Some developers are keen on the idea of using a completely software-based CSP, but in reality there is a significant performance advantage to including both hardware and software elements. The use of hardware strengthens security overall, via:
- True hardware-based random-number generation. Nearly all modern cryptographic security is based on randomness. This depends on a supply of truly random bits that can be created only through specialized hardware. (Software is out of the question, as it can only condition a string of data through programmed methods, meaning the result is in some way predictable.)
- Hardware acceleration of cryptographic algorithms—for symmetric (DES, 3-DES, AES), asymmetric (ECC, Diffie-Hellman, RSA), and supporting algorithms (SHA-1, SHA-2). Acceleration provides the capability to operate stronger security algorithms with less delay and less power consumption. This encourages system and protocol designers to make use of strong security. Here, overbuilding for the future is nearly always worth the effort and investment: as mobile transactions become more common, security will be increasingly critical. Devices that have a small bit of additional capability to provide efficient, secure operation will have a competitive advantage.
- A secure bootloader for device-code integrity including code signing. This provides a 'trusted' core for the device from which other software operations can be validated.
- A secure execution mode enabling secure key storage and runtime authentication. Because protecting the keys is the root of a secure system, providing secure key storage is critical to trusting devices. Further, while the use of keys allows an attacker the opportunity to collect information on them, if the keys are used only in a secured hardware block, this point of attack can be made inaccessible.

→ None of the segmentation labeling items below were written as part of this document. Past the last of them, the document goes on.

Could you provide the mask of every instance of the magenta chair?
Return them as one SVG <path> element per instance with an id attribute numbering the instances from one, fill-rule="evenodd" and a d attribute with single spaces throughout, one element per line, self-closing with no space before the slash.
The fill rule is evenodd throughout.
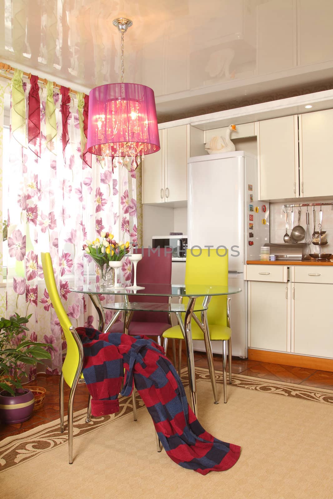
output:
<path id="1" fill-rule="evenodd" d="M 153 252 L 151 249 L 138 249 L 136 252 L 142 253 L 142 259 L 137 267 L 136 280 L 138 283 L 166 284 L 171 283 L 171 253 L 165 252 L 164 249 Z M 168 303 L 168 296 L 144 296 L 139 294 L 130 295 L 130 301 Z M 126 320 L 126 319 L 125 319 Z M 135 311 L 128 327 L 124 328 L 123 322 L 116 322 L 111 328 L 114 333 L 126 331 L 131 336 L 156 336 L 157 343 L 161 344 L 162 335 L 171 327 L 170 313 L 167 312 Z M 167 338 L 165 338 L 167 340 Z M 164 341 L 164 349 L 167 342 Z"/>

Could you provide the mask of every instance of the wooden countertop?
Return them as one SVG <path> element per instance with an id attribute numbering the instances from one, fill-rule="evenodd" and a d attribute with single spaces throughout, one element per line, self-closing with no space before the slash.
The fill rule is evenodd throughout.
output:
<path id="1" fill-rule="evenodd" d="M 288 266 L 305 265 L 311 266 L 333 266 L 333 261 L 316 261 L 316 260 L 276 260 L 275 261 L 263 261 L 261 260 L 248 260 L 247 265 L 286 265 Z"/>

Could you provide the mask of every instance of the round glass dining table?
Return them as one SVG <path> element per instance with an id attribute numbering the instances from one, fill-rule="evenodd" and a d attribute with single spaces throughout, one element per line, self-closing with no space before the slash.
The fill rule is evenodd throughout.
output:
<path id="1" fill-rule="evenodd" d="M 89 295 L 98 315 L 98 329 L 103 333 L 108 332 L 122 313 L 124 314 L 124 332 L 126 332 L 126 330 L 128 330 L 131 317 L 133 312 L 135 310 L 163 311 L 168 312 L 169 314 L 171 312 L 174 312 L 177 317 L 185 342 L 186 354 L 188 360 L 189 379 L 192 406 L 194 413 L 197 415 L 197 390 L 194 370 L 193 345 L 191 328 L 191 320 L 193 318 L 204 333 L 206 351 L 208 350 L 207 351 L 207 360 L 211 379 L 212 380 L 215 403 L 218 403 L 216 384 L 216 382 L 214 383 L 215 379 L 215 370 L 213 362 L 212 347 L 209 337 L 207 311 L 212 296 L 235 294 L 237 293 L 240 293 L 242 290 L 239 288 L 230 286 L 211 286 L 209 284 L 177 285 L 138 283 L 138 287 L 140 286 L 141 288 L 137 289 L 126 288 L 126 285 L 128 286 L 128 284 L 122 284 L 116 288 L 107 288 L 101 285 L 99 283 L 89 282 L 88 284 L 76 285 L 75 284 L 71 284 L 70 282 L 69 289 L 70 291 L 74 292 Z M 106 304 L 103 306 L 99 299 L 99 295 L 100 294 L 119 295 L 122 297 L 123 301 Z M 133 295 L 151 296 L 152 302 L 147 303 L 134 301 Z M 131 297 L 131 301 L 129 300 L 130 296 Z M 168 302 L 155 303 L 153 301 L 154 296 L 167 296 L 169 298 Z M 184 297 L 188 298 L 186 306 L 182 303 L 182 298 Z M 175 298 L 178 298 L 178 303 L 172 303 L 173 299 Z M 198 299 L 198 298 L 200 299 Z M 229 306 L 230 306 L 230 298 L 229 298 Z M 107 324 L 105 324 L 104 313 L 104 309 L 105 308 L 115 310 L 115 313 Z M 201 320 L 197 314 L 193 314 L 194 312 L 198 311 L 201 312 Z M 183 313 L 184 318 L 182 315 L 182 313 Z"/>

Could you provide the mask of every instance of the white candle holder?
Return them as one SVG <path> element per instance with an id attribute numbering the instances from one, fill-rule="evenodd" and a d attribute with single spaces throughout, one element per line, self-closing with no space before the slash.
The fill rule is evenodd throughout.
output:
<path id="1" fill-rule="evenodd" d="M 114 260 L 109 262 L 109 266 L 114 270 L 114 285 L 109 287 L 109 289 L 118 289 L 121 287 L 121 283 L 117 282 L 118 269 L 122 265 L 121 260 Z"/>
<path id="2" fill-rule="evenodd" d="M 131 261 L 133 262 L 133 268 L 134 272 L 134 278 L 132 286 L 126 286 L 126 289 L 144 289 L 143 286 L 138 286 L 136 284 L 136 266 L 138 262 L 142 259 L 141 253 L 133 253 L 127 255 Z"/>

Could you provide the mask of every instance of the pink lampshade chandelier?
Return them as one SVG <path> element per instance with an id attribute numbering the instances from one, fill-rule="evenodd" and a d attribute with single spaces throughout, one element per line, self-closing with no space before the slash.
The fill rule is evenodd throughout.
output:
<path id="1" fill-rule="evenodd" d="M 124 33 L 133 24 L 115 19 L 121 33 L 120 83 L 102 85 L 89 94 L 89 152 L 103 157 L 132 158 L 134 168 L 139 157 L 160 149 L 154 92 L 144 85 L 124 83 Z"/>

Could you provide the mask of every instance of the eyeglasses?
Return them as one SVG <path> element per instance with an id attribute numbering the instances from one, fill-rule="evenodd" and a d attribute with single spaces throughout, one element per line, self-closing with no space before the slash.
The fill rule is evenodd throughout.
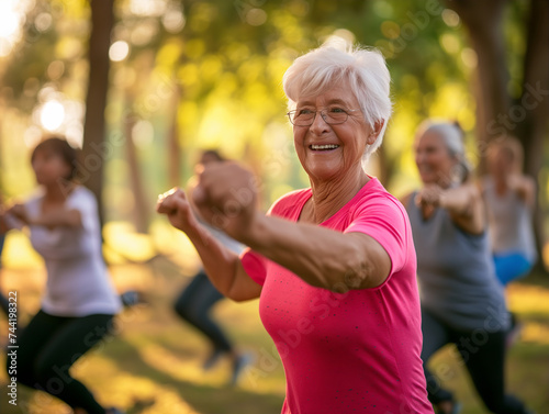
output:
<path id="1" fill-rule="evenodd" d="M 322 119 L 328 125 L 343 124 L 349 118 L 349 112 L 359 111 L 358 109 L 345 110 L 339 107 L 328 107 L 322 110 L 315 111 L 310 108 L 295 109 L 288 112 L 288 118 L 290 122 L 296 126 L 310 126 L 313 124 L 316 113 L 320 112 Z"/>

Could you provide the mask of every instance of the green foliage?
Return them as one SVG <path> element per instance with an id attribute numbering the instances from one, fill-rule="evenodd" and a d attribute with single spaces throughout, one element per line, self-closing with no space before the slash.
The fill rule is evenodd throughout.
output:
<path id="1" fill-rule="evenodd" d="M 507 8 L 505 24 L 511 91 L 520 82 L 525 47 L 526 7 L 519 3 Z M 468 133 L 471 158 L 477 158 L 470 89 L 475 56 L 457 14 L 438 0 L 121 0 L 115 12 L 112 40 L 126 42 L 130 52 L 112 63 L 105 113 L 115 150 L 109 156 L 110 161 L 125 158 L 112 137 L 125 134 L 127 114 L 149 122 L 154 136 L 138 147 L 147 170 L 157 170 L 152 194 L 166 188 L 160 159 L 167 158 L 164 148 L 175 104 L 184 160 L 181 183 L 192 174 L 199 148 L 219 147 L 256 170 L 265 206 L 288 184 L 307 186 L 291 148 L 281 78 L 295 57 L 334 34 L 378 47 L 388 58 L 395 104 L 378 160 L 388 169 L 383 179 L 391 190 L 402 192 L 417 183 L 412 143 L 425 118 L 458 120 Z M 49 15 L 53 23 L 36 36 L 40 15 Z M 25 40 L 4 64 L 2 82 L 9 89 L 3 96 L 10 105 L 30 115 L 46 83 L 83 100 L 88 18 L 85 0 L 36 1 L 26 19 Z M 48 70 L 53 61 L 57 67 L 61 63 L 60 75 Z M 177 91 L 181 94 L 176 103 Z M 376 163 L 371 168 L 378 174 Z M 112 180 L 107 177 L 107 191 L 120 189 Z"/>

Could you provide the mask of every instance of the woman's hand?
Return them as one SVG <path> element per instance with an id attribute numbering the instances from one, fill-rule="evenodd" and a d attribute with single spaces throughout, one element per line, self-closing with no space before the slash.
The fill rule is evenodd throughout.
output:
<path id="1" fill-rule="evenodd" d="M 254 175 L 236 163 L 216 163 L 199 175 L 192 192 L 200 215 L 233 238 L 246 243 L 257 213 Z"/>
<path id="2" fill-rule="evenodd" d="M 418 206 L 439 206 L 444 190 L 437 184 L 427 184 L 422 188 L 416 197 L 415 203 Z"/>
<path id="3" fill-rule="evenodd" d="M 7 214 L 12 215 L 26 225 L 31 224 L 24 204 L 13 204 L 8 209 Z"/>
<path id="4" fill-rule="evenodd" d="M 173 188 L 158 195 L 156 211 L 166 214 L 171 225 L 183 233 L 189 234 L 198 226 L 187 194 L 179 188 Z"/>

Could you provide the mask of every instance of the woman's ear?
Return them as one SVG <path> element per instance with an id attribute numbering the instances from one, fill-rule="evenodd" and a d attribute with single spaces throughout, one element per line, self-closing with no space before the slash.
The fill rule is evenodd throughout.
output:
<path id="1" fill-rule="evenodd" d="M 383 125 L 385 124 L 385 120 L 379 120 L 373 123 L 373 130 L 368 136 L 368 144 L 372 145 L 376 139 L 378 139 L 379 134 L 381 133 L 381 130 L 383 130 Z"/>

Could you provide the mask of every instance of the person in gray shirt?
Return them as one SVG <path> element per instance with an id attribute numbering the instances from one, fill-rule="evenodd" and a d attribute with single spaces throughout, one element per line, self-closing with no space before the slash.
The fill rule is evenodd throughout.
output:
<path id="1" fill-rule="evenodd" d="M 462 131 L 457 124 L 427 121 L 419 126 L 414 150 L 423 188 L 403 204 L 417 253 L 422 359 L 429 400 L 440 414 L 460 410 L 440 378 L 427 369 L 437 350 L 455 344 L 490 412 L 528 413 L 518 399 L 505 394 L 509 317 L 495 277 L 482 197 L 470 179 Z"/>

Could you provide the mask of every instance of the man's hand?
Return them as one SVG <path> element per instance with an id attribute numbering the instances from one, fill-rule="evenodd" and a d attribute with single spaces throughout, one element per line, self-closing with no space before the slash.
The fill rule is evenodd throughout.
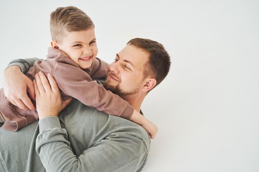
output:
<path id="1" fill-rule="evenodd" d="M 57 116 L 72 100 L 71 98 L 63 101 L 53 77 L 50 74 L 47 77 L 47 79 L 45 75 L 39 72 L 38 74 L 35 75 L 35 80 L 33 81 L 36 95 L 36 107 L 39 119 L 48 116 Z"/>
<path id="2" fill-rule="evenodd" d="M 11 66 L 3 71 L 3 90 L 4 95 L 13 105 L 20 109 L 36 110 L 35 107 L 27 95 L 27 90 L 31 98 L 35 100 L 33 83 L 23 74 L 17 66 Z"/>

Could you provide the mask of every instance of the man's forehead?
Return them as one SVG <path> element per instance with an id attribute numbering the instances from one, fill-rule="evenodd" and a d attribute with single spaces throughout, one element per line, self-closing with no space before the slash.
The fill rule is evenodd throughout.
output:
<path id="1" fill-rule="evenodd" d="M 117 55 L 120 59 L 130 62 L 136 67 L 143 67 L 148 57 L 147 52 L 130 45 L 127 45 Z"/>

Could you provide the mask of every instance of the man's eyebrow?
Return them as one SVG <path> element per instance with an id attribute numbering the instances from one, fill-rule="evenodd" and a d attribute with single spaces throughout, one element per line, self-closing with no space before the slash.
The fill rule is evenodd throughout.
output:
<path id="1" fill-rule="evenodd" d="M 117 53 L 116 54 L 116 56 L 117 56 L 117 57 L 119 58 L 119 59 L 120 58 L 119 58 L 119 55 L 118 55 Z M 129 61 L 129 60 L 123 60 L 123 61 L 125 61 L 125 62 L 126 62 L 126 63 L 130 63 L 130 64 L 131 65 L 132 65 L 132 67 L 134 67 L 134 65 L 133 65 L 133 64 L 132 64 L 132 63 L 131 62 Z"/>

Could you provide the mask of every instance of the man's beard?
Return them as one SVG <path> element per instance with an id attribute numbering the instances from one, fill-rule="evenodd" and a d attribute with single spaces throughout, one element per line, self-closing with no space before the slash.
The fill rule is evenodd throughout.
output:
<path id="1" fill-rule="evenodd" d="M 134 89 L 132 89 L 129 91 L 124 91 L 121 88 L 119 87 L 119 84 L 118 84 L 117 86 L 113 86 L 109 85 L 107 79 L 103 83 L 103 86 L 108 90 L 110 90 L 113 93 L 117 94 L 120 97 L 125 99 L 126 97 L 130 95 L 133 95 L 137 93 L 140 89 L 140 86 L 138 86 Z"/>

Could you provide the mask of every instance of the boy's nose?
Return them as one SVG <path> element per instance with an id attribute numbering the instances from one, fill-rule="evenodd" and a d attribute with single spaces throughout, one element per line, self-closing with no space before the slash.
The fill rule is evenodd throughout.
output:
<path id="1" fill-rule="evenodd" d="M 91 50 L 90 47 L 88 46 L 85 46 L 84 48 L 83 53 L 84 54 L 91 54 L 91 51 L 92 51 Z"/>

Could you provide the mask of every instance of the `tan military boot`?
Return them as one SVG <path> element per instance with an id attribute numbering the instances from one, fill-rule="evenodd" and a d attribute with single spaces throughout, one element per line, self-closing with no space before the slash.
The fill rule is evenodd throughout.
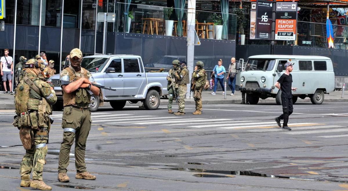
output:
<path id="1" fill-rule="evenodd" d="M 196 111 L 192 113 L 192 114 L 193 115 L 200 115 L 202 114 L 202 113 L 200 112 L 200 111 L 198 111 L 198 110 L 196 110 Z"/>
<path id="2" fill-rule="evenodd" d="M 33 180 L 30 183 L 30 187 L 41 190 L 52 190 L 52 187 L 45 184 L 42 180 Z"/>
<path id="3" fill-rule="evenodd" d="M 78 179 L 86 179 L 86 180 L 95 180 L 97 177 L 86 171 L 82 173 L 77 173 L 75 177 Z"/>
<path id="4" fill-rule="evenodd" d="M 70 181 L 70 178 L 66 173 L 58 173 L 58 180 L 61 182 L 68 182 Z"/>
<path id="5" fill-rule="evenodd" d="M 178 112 L 176 112 L 176 113 L 174 113 L 174 115 L 185 115 L 185 114 L 184 114 L 184 113 L 182 113 L 181 112 L 180 112 L 180 111 L 178 111 Z"/>
<path id="6" fill-rule="evenodd" d="M 30 185 L 30 180 L 22 180 L 21 181 L 21 187 L 29 187 Z"/>

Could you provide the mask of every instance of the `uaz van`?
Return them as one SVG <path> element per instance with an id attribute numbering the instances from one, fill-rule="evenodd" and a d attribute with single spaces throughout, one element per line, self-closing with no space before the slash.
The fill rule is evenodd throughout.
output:
<path id="1" fill-rule="evenodd" d="M 274 84 L 285 72 L 284 65 L 288 61 L 294 64 L 291 73 L 293 102 L 298 98 L 310 98 L 313 104 L 321 104 L 324 94 L 333 91 L 335 75 L 332 62 L 327 57 L 312 56 L 261 55 L 249 57 L 244 70 L 239 74 L 241 91 L 247 93 L 249 102 L 256 104 L 260 98 L 276 98 L 282 104 L 280 90 Z M 237 64 L 237 69 L 240 69 Z M 243 66 L 242 66 L 243 69 Z"/>

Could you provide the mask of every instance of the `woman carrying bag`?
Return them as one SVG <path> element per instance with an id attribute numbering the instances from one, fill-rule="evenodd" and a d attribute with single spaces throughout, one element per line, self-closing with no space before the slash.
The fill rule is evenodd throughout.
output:
<path id="1" fill-rule="evenodd" d="M 219 59 L 217 62 L 217 65 L 216 65 L 214 67 L 214 69 L 213 70 L 213 74 L 215 76 L 214 82 L 214 91 L 212 93 L 212 95 L 215 95 L 215 92 L 216 90 L 216 87 L 217 86 L 217 82 L 220 83 L 222 88 L 222 95 L 224 95 L 225 92 L 224 90 L 225 89 L 225 86 L 223 85 L 223 80 L 224 79 L 224 74 L 226 73 L 226 70 L 225 67 L 222 66 L 222 60 Z"/>

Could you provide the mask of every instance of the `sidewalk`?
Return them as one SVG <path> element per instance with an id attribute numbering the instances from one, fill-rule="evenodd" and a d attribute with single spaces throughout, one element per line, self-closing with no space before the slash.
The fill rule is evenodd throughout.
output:
<path id="1" fill-rule="evenodd" d="M 242 93 L 240 91 L 236 91 L 235 92 L 235 95 L 230 96 L 230 91 L 227 92 L 226 95 L 226 99 L 224 99 L 223 95 L 222 95 L 222 91 L 217 91 L 216 95 L 211 94 L 212 92 L 204 91 L 202 93 L 202 103 L 206 104 L 221 104 L 221 103 L 238 103 L 242 102 Z M 192 93 L 192 92 L 191 92 Z M 341 91 L 335 91 L 330 93 L 330 94 L 325 94 L 324 102 L 332 102 L 337 101 L 348 101 L 348 91 L 345 92 L 343 98 L 341 98 L 342 92 Z M 191 93 L 191 99 L 187 98 L 185 99 L 185 103 L 186 104 L 194 104 L 195 100 L 192 96 L 193 94 Z M 0 109 L 14 109 L 15 106 L 14 105 L 14 97 L 13 95 L 6 95 L 3 93 L 0 93 Z M 161 99 L 161 105 L 166 105 L 168 102 L 167 99 Z M 310 100 L 309 98 L 306 98 L 304 99 L 298 98 L 296 102 L 310 102 Z M 268 98 L 264 100 L 260 100 L 259 103 L 272 103 L 275 104 L 276 100 L 275 98 Z M 173 101 L 173 104 L 176 105 L 177 103 L 175 101 Z M 127 102 L 126 105 L 130 105 Z M 109 102 L 105 102 L 104 106 L 110 106 Z"/>

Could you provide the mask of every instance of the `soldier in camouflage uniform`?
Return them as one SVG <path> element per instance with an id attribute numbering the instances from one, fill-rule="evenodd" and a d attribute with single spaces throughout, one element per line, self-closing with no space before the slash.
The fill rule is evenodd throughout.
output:
<path id="1" fill-rule="evenodd" d="M 168 98 L 168 105 L 167 107 L 168 108 L 168 113 L 169 114 L 174 113 L 172 110 L 172 105 L 173 103 L 173 99 L 174 95 L 174 91 L 176 91 L 175 86 L 176 84 L 175 81 L 175 76 L 174 75 L 174 73 L 175 71 L 179 69 L 180 61 L 177 60 L 174 60 L 172 62 L 172 64 L 173 65 L 173 69 L 169 70 L 168 75 L 167 76 L 167 80 L 168 81 L 168 84 L 167 85 L 167 89 L 168 90 L 168 94 L 169 95 L 169 97 Z M 173 78 L 174 78 L 174 80 Z M 174 81 L 174 82 L 173 81 Z M 173 86 L 173 84 L 174 85 L 174 87 Z M 175 94 L 176 94 L 176 93 Z"/>
<path id="2" fill-rule="evenodd" d="M 44 69 L 45 77 L 48 78 L 49 77 L 56 74 L 56 70 L 54 69 L 54 61 L 51 60 L 48 61 L 48 66 L 45 67 Z"/>
<path id="3" fill-rule="evenodd" d="M 189 70 L 186 68 L 186 63 L 182 60 L 180 62 L 180 70 L 174 72 L 178 84 L 177 96 L 179 97 L 177 112 L 174 114 L 175 115 L 184 115 L 185 113 L 185 97 L 187 91 L 187 84 L 190 83 Z"/>
<path id="4" fill-rule="evenodd" d="M 202 90 L 207 80 L 207 75 L 203 67 L 204 64 L 202 61 L 196 63 L 195 71 L 192 74 L 191 87 L 193 91 L 193 98 L 196 102 L 196 110 L 192 113 L 194 115 L 201 114 L 202 110 Z"/>
<path id="5" fill-rule="evenodd" d="M 90 73 L 81 67 L 82 58 L 81 50 L 78 48 L 73 49 L 70 52 L 70 66 L 61 73 L 64 110 L 62 122 L 63 141 L 59 152 L 58 179 L 63 182 L 70 180 L 66 175 L 66 168 L 74 139 L 75 166 L 77 171 L 75 178 L 89 180 L 96 178 L 86 170 L 85 153 L 92 122 L 89 109 L 90 96 L 91 94 L 99 96 L 101 91 L 92 85 L 95 82 Z"/>
<path id="6" fill-rule="evenodd" d="M 13 124 L 19 129 L 21 140 L 26 149 L 21 163 L 21 186 L 50 190 L 52 188 L 42 181 L 42 171 L 51 124 L 49 115 L 57 97 L 53 88 L 38 78 L 41 64 L 44 64 L 42 61 L 31 59 L 24 65 L 25 74 L 15 95 L 17 115 Z"/>

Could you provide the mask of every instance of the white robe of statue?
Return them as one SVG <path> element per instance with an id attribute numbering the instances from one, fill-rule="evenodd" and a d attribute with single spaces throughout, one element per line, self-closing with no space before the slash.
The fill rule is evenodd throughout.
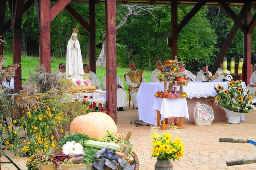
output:
<path id="1" fill-rule="evenodd" d="M 94 72 L 90 71 L 90 73 L 86 73 L 83 72 L 83 73 L 84 74 L 83 75 L 84 76 L 91 80 L 91 85 L 98 86 L 99 87 L 99 90 L 101 90 L 100 86 L 100 79 L 99 79 L 98 76 Z"/>
<path id="2" fill-rule="evenodd" d="M 221 68 L 218 68 L 218 69 L 217 70 L 217 71 L 215 73 L 215 74 L 216 74 L 217 73 L 221 73 L 222 74 L 223 74 L 223 70 Z M 233 79 L 233 78 L 232 77 L 232 76 L 230 75 L 230 72 L 228 70 L 228 74 L 227 75 L 227 76 L 224 76 L 224 77 L 225 78 L 225 79 L 226 80 L 228 80 L 229 81 L 231 81 L 232 79 Z"/>
<path id="3" fill-rule="evenodd" d="M 73 40 L 72 37 L 74 35 L 77 36 L 77 34 L 75 33 L 72 34 L 67 47 L 66 73 L 67 78 L 73 78 L 76 76 L 80 77 L 80 75 L 84 74 L 80 44 L 77 37 L 75 41 Z M 73 45 L 74 42 L 75 42 L 75 47 Z M 72 77 L 69 77 L 70 76 Z"/>
<path id="4" fill-rule="evenodd" d="M 256 71 L 253 73 L 250 78 L 250 84 L 256 84 Z M 256 92 L 256 87 L 249 87 L 249 93 L 255 94 Z"/>
<path id="5" fill-rule="evenodd" d="M 151 76 L 150 76 L 150 82 L 159 82 L 159 79 L 156 78 L 158 75 L 157 73 L 157 72 L 161 74 L 161 71 L 157 68 L 151 73 Z"/>
<path id="6" fill-rule="evenodd" d="M 195 81 L 196 79 L 196 76 L 193 74 L 191 72 L 184 69 L 182 72 L 182 77 L 189 77 L 191 79 L 192 81 Z"/>
<path id="7" fill-rule="evenodd" d="M 102 90 L 104 91 L 106 91 L 106 75 L 105 75 L 102 78 Z M 121 87 L 119 87 L 116 89 L 117 107 L 127 106 L 126 102 L 127 94 L 125 90 L 125 87 L 124 86 L 123 80 L 118 75 L 116 75 L 116 86 Z"/>
<path id="8" fill-rule="evenodd" d="M 198 72 L 196 78 L 196 81 L 207 81 L 208 77 L 207 76 L 205 76 L 203 75 L 204 72 L 203 70 L 201 69 Z M 209 77 L 211 76 L 212 73 L 209 72 L 209 74 L 208 76 Z"/>

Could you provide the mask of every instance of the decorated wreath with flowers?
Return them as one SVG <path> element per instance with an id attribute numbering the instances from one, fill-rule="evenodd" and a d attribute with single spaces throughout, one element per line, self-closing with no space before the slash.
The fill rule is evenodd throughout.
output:
<path id="1" fill-rule="evenodd" d="M 218 95 L 214 98 L 215 102 L 222 108 L 235 112 L 248 113 L 249 110 L 255 109 L 253 103 L 256 99 L 253 99 L 253 94 L 249 94 L 248 87 L 243 89 L 242 80 L 232 80 L 228 82 L 228 88 L 224 90 L 221 85 L 214 89 Z"/>
<path id="2" fill-rule="evenodd" d="M 173 90 L 169 92 L 167 91 L 167 93 L 165 94 L 163 91 L 157 91 L 155 94 L 155 96 L 156 97 L 160 98 L 167 98 L 170 99 L 175 99 L 176 98 L 186 98 L 187 94 L 186 93 L 176 92 L 174 93 Z"/>

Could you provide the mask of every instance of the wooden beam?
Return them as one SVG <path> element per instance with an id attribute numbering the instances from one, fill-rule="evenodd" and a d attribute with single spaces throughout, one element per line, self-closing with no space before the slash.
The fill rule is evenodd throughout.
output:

For mobile devices, both the hardware and software aspects of the CSP must have small footprints. The CSP can't monopolize the resources of the device and must leave room for other programming elements; after all, the device exists to provide services.
On the software side, code size can be minimized through design. A CSP should:
- Allow developers to compile out unused algorithms that minimize the code base, which has the benefit of providing only the operations that are necessary.
- Be flexible—configurable in ways that support faster processing, lower power consumption and more efficient bandwidth utilization.
- Conform to reigning standards. This often doesn't yield a smaller footprint, but does enable the device to operate in the physical world.